Prabowo: Saya Kalau ke Luar Negeri Sangat Dihormati Sekarang
Presiden Prabowo Subianto mengatakan, banyak para pakar di dunia menaksir Indonesia pada 2045 akan menjadi negara dengan kekuatan ekonomi terkuat keempat di dunia.
Menurut Prabowo, prediksi itu telah banyak diramalkan oleh para ekonom dan banyak negara lain. Bahkan, Indonesia diprediksi bisa mengungguli Prancis, Inggris, hingga Italia.
"Saya sendiri tidak pernah bermimpi, berharap, kita hanya ingin hidup layak. Tapi mereka mengatakan kita akan menjadi negara keempat, kelima, bayangkan kita akan menyalip Inggris, Prancis, Italia," kata Prabowo dalam pidatonya di Paripurna ke-19 DPR, Rabu (20/5).
Oleh karena itu, Prabowo mengaku saat ini dihormati saat kunjungan ke luar negeri sebagai Presiden. Bahkan, banyak negara saat ini meminta bantuan ke Indonesia.

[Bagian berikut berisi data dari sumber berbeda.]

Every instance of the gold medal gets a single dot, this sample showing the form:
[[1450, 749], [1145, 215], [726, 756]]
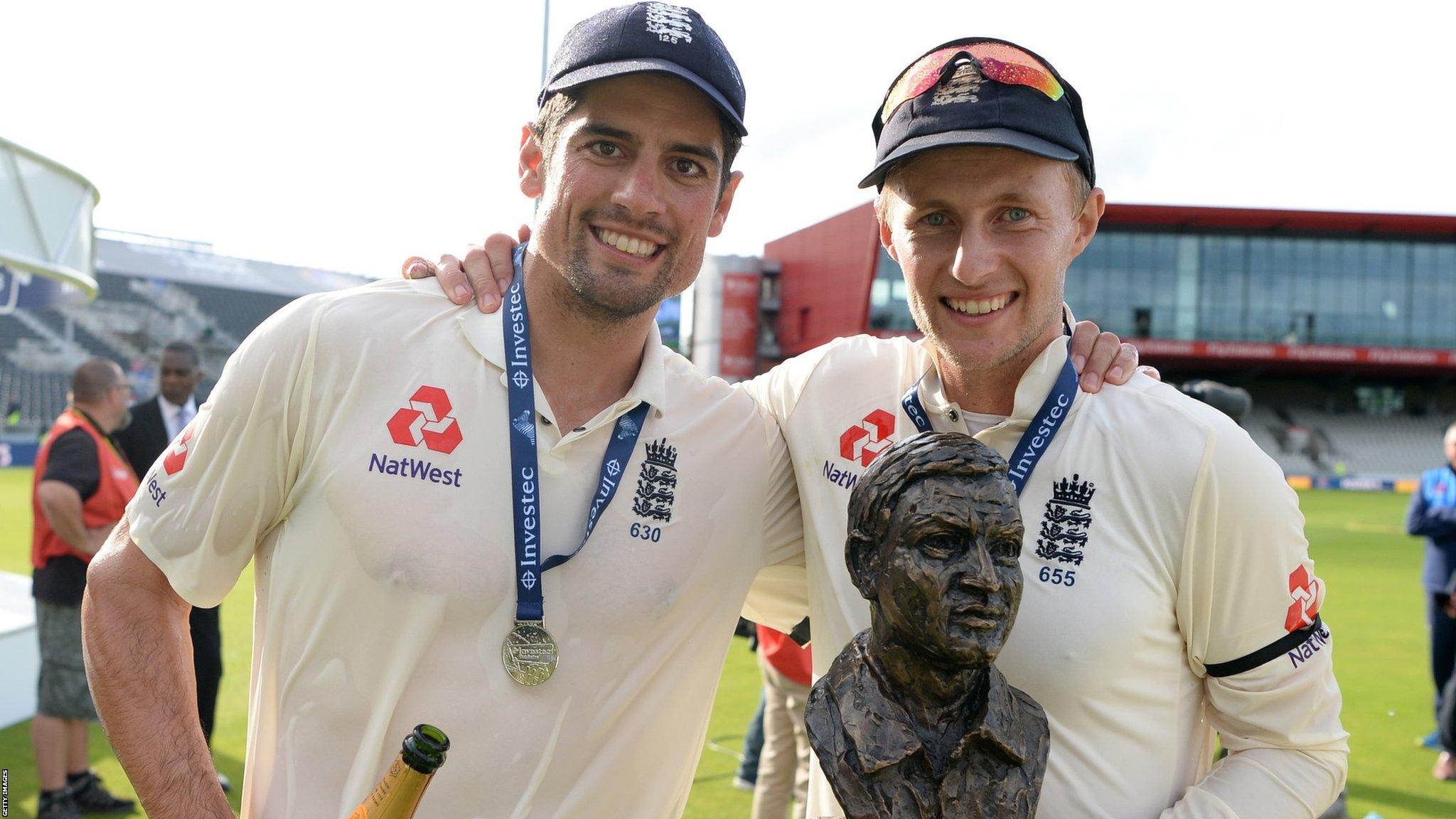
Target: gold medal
[[529, 653]]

"Saya kalau ke luar negeri sebagai presiden Indonesia, saya sangat dihormati sekarang. Sangat dihormati. Bahkan mereka sekarang banyak minta bantuan ke kita," kata Prabowo.
Dia bilang banyak negara, seperti Australia, India, hingga Brazil meminta bantuan pupuk karena produksi dalam negeri surplus. Dia mengaku tak pernah membayangkan Indonesia bisa membantu negara yang lebih kaya.
Namun, Prabowo mengaku tak ingin sombong. Sebaliknya, kondisi itu mestinya membuat Indonesia harus lebih percaya diri. Meski banyak kekurangan, dia mengajak semua pihak untuk menghadapinya bersama-sama.
"Ini jangan membuat kita sombong, tapi ini membuat kita harus lebih percaya diri. Memang masih ada banyak kekurangan, dan saya orang yang selalu mengajak ayo kita berani menghadapi kekurangan kita," katanya.
Pidato Prabowo di Sidang Paripurna DPR RI hari ini memaparkan "Kerangka Ekonomi Makro dan Pokok-Pokok Kebijakan Fiskal (KEMPPKF) RAPBN Tahun Anggaran 2027".
Dalam pidatonya, presiden menargetkan pertumbuhan ekonomi 5,8 persen hingga 6,5 persen pada 2027.
Dalam asumsi dasar KEM PPKF RAPBN 2027, pemerintah juga menargetkan inflasi di kisaran 1,5 persen hingga 3,5 persen.
Dari sisi nilai tukar, rupiah ditargetkan berada di kisaran Rp16.800 hingga Rp17.500 per dolar AS.
"Strategi fiskal dan moneter kita haruslah strategi yang mampu untuk menjaga nilai tukar kita tetap stabil terhadap mata uang dunia," ujar Prabowo.
Terkait APBN, tahun depan pemerintah menargetkan pendapatan negara di kisaran 11,82 hingga 12,40 persen dari PDB, belanja negara 13,62 hingga 14,80 persen dari PDB, dan defisit dijaga di kisaran 1,8 hingga 2,4 persen dari PDB.
"Kita akan berjuang terus untuk menekan dan memperkecil defisit," ujar Prabowo.
Ini pertama kali presiden memaparkan KEMPPKF RAPBN di depan DPR. Tradisi baru ini dilakukan di tengah gejolak nilai tukar rupiah terhadap dolar dan penurunan IHSG.